Is the shift operator (or the translation operator) continuous on Hardy spaces $H^p(\mathbb{R}^n)$ (with $0<p\leq 1$)? i.e. given $f\in H^p(\mathbb{R}^n)$, is the following map \begin{align} \tau:&\mathbb{R}^n\rightarrow H^p(\mathbb{R}^n)\\ x&\mapsto \tau_x(f), \quad \text{where} \quad (\tau_x(f))(y):=f(y-x) \end{align} continuous?
First of all I want to answer this on $H^1$, because it is a Banach space of functions (not distributions).
I guess the answer is "Yes".
I'm trying to use the proof on $L^p(\mathbb{R}^n)$ for $1\leq p<\infty$ which uses the density of $C_c\cap L^p$ on $L^p$. I know that $C_c\cap H^1$ is dense on $H^1$ (also $C_c^\infty\cap H^1$ is dense on $H^1$).
Remember that $H^1$ is a subspace of $L^1$ but their norms are not equivalent ($H^1$ is not closed in $L^1$).

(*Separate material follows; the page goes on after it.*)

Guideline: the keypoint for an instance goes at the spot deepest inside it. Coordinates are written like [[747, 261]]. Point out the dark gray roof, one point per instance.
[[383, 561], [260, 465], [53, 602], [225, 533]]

The norm in $H^1$ is given by: Let $\phi$ a Schwartz function with $\int \phi=1$ and, for every $f\in H^1$, consider the maximal function $M_\phi(f)(x):=sup_{t>0}|(f*\phi_t)(x)|$ (where $\phi_t(x):={t^{-n}}f(x/t)$). The norm of $f\in H^1$ is defined to be the $L^1$-norm of $M_\phi(f)$.